FHP: Au niveau national, votre principal adversaire est le Parti libéral de Justin Trudeau, mais au niveau des provinces, comme au Québec, est-ce qu’il y a des partis qui vous menacent davantage et qui pourraient vous empêcher de gagner l’élection?


AR: Au Québec, en plus du Parti libéral du Canada, il y a le Bloc québécois qui pourrait être un adversaire. Pour nous, le NPD n’est plus dans la course, en ce moment.


Je pense que la question de l’urne qui va se poser est de savoir si les Québécois veulent d’un autre quatre ans de Justin Trudeau.

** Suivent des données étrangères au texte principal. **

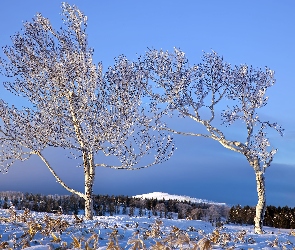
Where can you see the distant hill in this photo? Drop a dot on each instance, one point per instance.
(166, 196)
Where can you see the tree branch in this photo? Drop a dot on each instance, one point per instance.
(57, 177)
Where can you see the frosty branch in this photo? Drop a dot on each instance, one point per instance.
(75, 105)
(197, 91)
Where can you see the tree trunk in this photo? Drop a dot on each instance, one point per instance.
(261, 205)
(89, 173)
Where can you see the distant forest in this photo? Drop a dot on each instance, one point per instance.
(104, 205)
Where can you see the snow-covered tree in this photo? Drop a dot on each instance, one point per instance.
(200, 92)
(74, 105)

À partir de là, ils pourront se demander qui est le parti le mieux placé pour le remplacer. Nous, on pense que ça prend des candidates et candidats authentiques dans lesquels les Québécois pourront se reconnaître et qui défendront leurs intérêts. Seul le Parti conservateur offre cette option, parce qu’il est la seule alternative crédible pour former le prochain gouvernement.

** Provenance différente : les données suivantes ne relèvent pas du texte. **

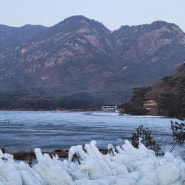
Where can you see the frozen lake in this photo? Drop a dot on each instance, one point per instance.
(50, 130)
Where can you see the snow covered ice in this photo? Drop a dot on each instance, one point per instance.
(124, 165)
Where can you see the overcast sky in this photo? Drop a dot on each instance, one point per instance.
(112, 13)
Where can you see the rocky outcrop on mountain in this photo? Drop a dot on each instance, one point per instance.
(82, 55)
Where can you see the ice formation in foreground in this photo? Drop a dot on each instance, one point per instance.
(125, 165)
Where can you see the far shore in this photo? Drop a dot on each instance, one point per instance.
(27, 156)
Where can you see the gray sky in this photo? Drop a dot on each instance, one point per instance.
(112, 13)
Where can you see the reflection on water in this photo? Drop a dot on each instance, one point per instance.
(50, 130)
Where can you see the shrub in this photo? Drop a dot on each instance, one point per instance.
(147, 140)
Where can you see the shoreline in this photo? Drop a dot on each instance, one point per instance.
(28, 156)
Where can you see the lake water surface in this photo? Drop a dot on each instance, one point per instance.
(50, 130)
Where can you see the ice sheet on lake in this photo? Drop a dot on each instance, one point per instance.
(86, 165)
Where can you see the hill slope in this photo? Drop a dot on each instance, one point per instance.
(79, 55)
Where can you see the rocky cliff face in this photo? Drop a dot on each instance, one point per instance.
(82, 55)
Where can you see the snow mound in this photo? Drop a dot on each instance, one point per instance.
(123, 165)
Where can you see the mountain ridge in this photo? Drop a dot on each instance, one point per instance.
(81, 55)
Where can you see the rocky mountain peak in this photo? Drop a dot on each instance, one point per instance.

Le chef du Parti conservateur du Canada, Andrew Scheer, entouré des députés Joël Godin et Alain Rayes, lors d’une rencontre à Saint-Augustin-de-Desmaures, en novembre dernier.

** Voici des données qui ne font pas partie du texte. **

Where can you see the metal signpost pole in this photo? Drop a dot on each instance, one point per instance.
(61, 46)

Photo d’archives, SIMON CLARK

Le chef du Parti conservateur du Canada, Andrew Scheer, entouré des députés Joël Godin et Alain Rayes, lors d’une rencontre à Saint-Augustin-de-Desmaures, en novembre dernier.




LE CHEF


FHP: Votre chef, Andrew Scheer, est sympathique, mais il n’est pas très connu au Québec. Or, c’est autour des chefs que s’articulent les campagnes électorales. Justin Trudeau a l’avantage de la notoriété et de la visibilité. Comment comptez-vous relever ce défi d’un chef qui vient de loin?


AR: Je pense qu’il n’y a pas dix mille façons de le faire. Il faut qu’Andrew Scheer rencontre les gens. C’est un travail ingrat que d’être chef de l’opposition officielle. C’est clair que le nom Trudeau est connu, mais il n’y a pas que des avantages à être connu en s’appelant Trudeau. Au Québec, il y a de gros désavantages à faire référence à son père, Pierre Elliott Trudeau.




L’avantage d’être moins connu, c’est de pouvoir se définir soi-même. Nous, on n’a pas peur de sortir notre chef. On n’a pas peur d’aller dans tous les événements. Il faut dire que les campagnes électorales aident aussi à faire connaître les chefs et les candidats. Par ailleurs, nous avons les ressources financières nécessaires pour la publicité.


Je pense que 20 à 30 % de l’électorat sait qui sont les chefs des différents partis et pour qui voter, l’autre 70 % va s’y intéresser graduellement au fur et à mesure qu’on s’approche du jour J. Et quand les gens vont faire leur choix, le 21 octobre, ils vont savoir qui est Andrew Scheer. Ils vont connaître ce que le parti conservateur leur propose et quels sont les candidats et les candidates sur lesquels ils peuvent compter, une fois élus.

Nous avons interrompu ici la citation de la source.